This is ADLdataset introduced in our CVPR 2012 paper:

Hamed Pirsiavash, Deva Ramanan, "Detecting Activities of Daily Living in First-Person Camera Views," CVPR 2012.

It includes the following folders:
"ADL_videos/":
These are large MP4 files so please download them one by one from http://deepthought.ics.uci.edu/ADLdataset/ADL_videos/ and copy them to a folder named "ADL_videos/"

"ADL_annotations/object_annotation/":
- "object_annot_P_01.txt": each row corresponds to an object instance in the video. 
order of columns: "object_track_id", "x1", "y1", "x2", "y2", "frame number", "1 if the object is active and 0 otherwise", "object label"
[x1, y1] and [x2 y2] correspond to the top-left and bottom-right corner of the bounding box respectively. Note that a long track of an object may be divided to multiple tracks so may have multiple "object_track_id"s. We do not use "object_track_id" in our paper. Moreover, annotations are not super clean and there might be some mistakes including not annotated objects and multiple annotations for one object.
- "object_annot_P_01_annotated_frames.txt": list of annotated frames.

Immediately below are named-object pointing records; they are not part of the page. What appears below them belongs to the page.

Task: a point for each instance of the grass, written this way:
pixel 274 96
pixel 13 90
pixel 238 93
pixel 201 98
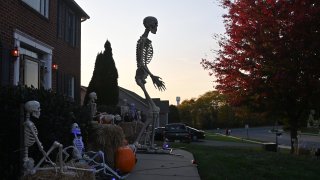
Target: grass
pixel 250 163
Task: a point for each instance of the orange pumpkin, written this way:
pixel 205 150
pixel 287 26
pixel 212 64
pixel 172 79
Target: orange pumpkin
pixel 125 159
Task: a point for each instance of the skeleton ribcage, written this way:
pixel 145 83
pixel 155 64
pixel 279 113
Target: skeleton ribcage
pixel 144 52
pixel 29 138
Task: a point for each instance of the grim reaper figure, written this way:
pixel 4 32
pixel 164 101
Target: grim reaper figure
pixel 144 53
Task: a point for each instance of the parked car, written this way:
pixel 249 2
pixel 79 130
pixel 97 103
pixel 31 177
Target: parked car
pixel 159 133
pixel 195 133
pixel 177 132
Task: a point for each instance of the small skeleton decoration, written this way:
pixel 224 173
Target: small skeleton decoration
pixel 31 136
pixel 144 53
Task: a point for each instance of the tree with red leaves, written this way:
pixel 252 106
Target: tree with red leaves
pixel 270 57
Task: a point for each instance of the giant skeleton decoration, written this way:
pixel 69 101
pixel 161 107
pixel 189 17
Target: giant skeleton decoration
pixel 144 53
pixel 31 137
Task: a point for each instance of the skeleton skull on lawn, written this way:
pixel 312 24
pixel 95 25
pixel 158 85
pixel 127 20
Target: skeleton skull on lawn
pixel 151 23
pixel 33 108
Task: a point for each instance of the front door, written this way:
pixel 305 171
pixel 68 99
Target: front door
pixel 30 72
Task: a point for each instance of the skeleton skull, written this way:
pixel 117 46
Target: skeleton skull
pixel 33 107
pixel 93 96
pixel 151 23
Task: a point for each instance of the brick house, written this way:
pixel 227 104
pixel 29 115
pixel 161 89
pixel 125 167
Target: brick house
pixel 40 44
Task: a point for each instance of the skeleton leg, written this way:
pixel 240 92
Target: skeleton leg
pixel 46 156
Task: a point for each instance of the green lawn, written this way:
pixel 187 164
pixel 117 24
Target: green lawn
pixel 250 163
pixel 216 137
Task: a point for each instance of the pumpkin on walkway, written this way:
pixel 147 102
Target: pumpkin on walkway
pixel 125 159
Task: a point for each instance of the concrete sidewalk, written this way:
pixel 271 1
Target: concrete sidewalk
pixel 175 166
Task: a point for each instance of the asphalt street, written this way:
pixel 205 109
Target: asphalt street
pixel 265 134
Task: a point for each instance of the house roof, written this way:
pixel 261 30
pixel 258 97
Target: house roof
pixel 77 8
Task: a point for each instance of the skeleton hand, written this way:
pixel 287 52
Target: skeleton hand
pixel 158 83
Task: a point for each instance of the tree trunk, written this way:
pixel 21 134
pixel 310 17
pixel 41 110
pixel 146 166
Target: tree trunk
pixel 293 137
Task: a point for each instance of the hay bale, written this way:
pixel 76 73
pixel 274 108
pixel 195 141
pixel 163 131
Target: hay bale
pixel 56 175
pixel 131 130
pixel 106 138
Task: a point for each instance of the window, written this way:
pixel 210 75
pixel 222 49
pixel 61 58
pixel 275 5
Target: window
pixel 68 24
pixel 42 6
pixel 70 87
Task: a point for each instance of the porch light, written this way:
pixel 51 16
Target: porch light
pixel 15 52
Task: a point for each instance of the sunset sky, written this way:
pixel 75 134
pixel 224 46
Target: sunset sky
pixel 184 37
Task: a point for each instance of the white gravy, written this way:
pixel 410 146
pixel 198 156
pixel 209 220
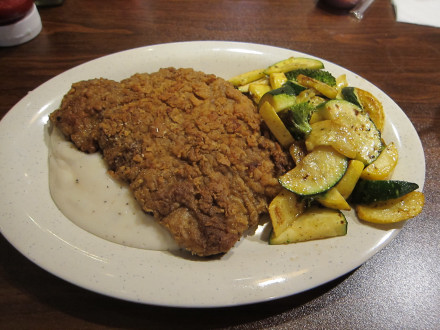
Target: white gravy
pixel 89 197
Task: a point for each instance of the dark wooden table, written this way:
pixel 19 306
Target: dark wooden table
pixel 398 288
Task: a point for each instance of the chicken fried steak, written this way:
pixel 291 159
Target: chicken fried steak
pixel 192 150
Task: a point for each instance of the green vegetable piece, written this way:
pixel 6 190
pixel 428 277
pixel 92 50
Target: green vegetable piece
pixel 370 191
pixel 321 75
pixel 296 119
pixel 349 94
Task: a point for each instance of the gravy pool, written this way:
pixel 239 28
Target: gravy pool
pixel 90 198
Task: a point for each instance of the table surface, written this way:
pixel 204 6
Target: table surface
pixel 397 288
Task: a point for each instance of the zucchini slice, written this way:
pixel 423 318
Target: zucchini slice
pixel 323 88
pixel 277 79
pixel 276 126
pixel 334 134
pixel 315 223
pixel 247 77
pixel 346 185
pixel 383 166
pixel 280 98
pixel 293 63
pixel 369 191
pixel 284 209
pixel 393 210
pixel 368 102
pixel 361 131
pixel 333 199
pixel 319 171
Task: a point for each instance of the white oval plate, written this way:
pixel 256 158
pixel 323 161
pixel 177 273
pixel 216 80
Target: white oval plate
pixel 251 272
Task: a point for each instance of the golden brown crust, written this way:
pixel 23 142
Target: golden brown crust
pixel 192 150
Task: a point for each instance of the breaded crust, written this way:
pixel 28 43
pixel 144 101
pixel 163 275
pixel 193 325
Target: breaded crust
pixel 194 152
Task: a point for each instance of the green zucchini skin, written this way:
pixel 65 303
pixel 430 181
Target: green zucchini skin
pixel 280 98
pixel 349 94
pixel 308 178
pixel 316 223
pixel 370 191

"ADL_annotations/action_annotation/":
- "action_list.txt": list of our activities of daily livings.
- "P_01.txt": each row corresponds to one action. start frame, end frame, and action label. It may include a note. 
Note that actions can be overlapping. Some actions have multiple stages. Those are interrupted by other actions for a long time.


"ADL_detected_objects/":
results of part-based model for object detection. The models are trained on the first 6 videos and tested on the rest. For some objects, separate models are learned for active and passive object instances.


"ADL_code/"
- "main.m" runs our action classifier. It uses libsvm "http://www.csie.ntu.edu.tw/~cjlin/libsvm/" included in the folder named "third_party/". 
It uses object models trained on the first 6 videos to classify actions on the other videos. It performs leave-one-out cross validation and results in 37% accuracy on 18 action categories. Due to some modifications on the dataset, this is a little less than the reported number on the original paper (40%).

- "dump_frames.m" dumps videos into frames and then shows object annotations on the annotated frames.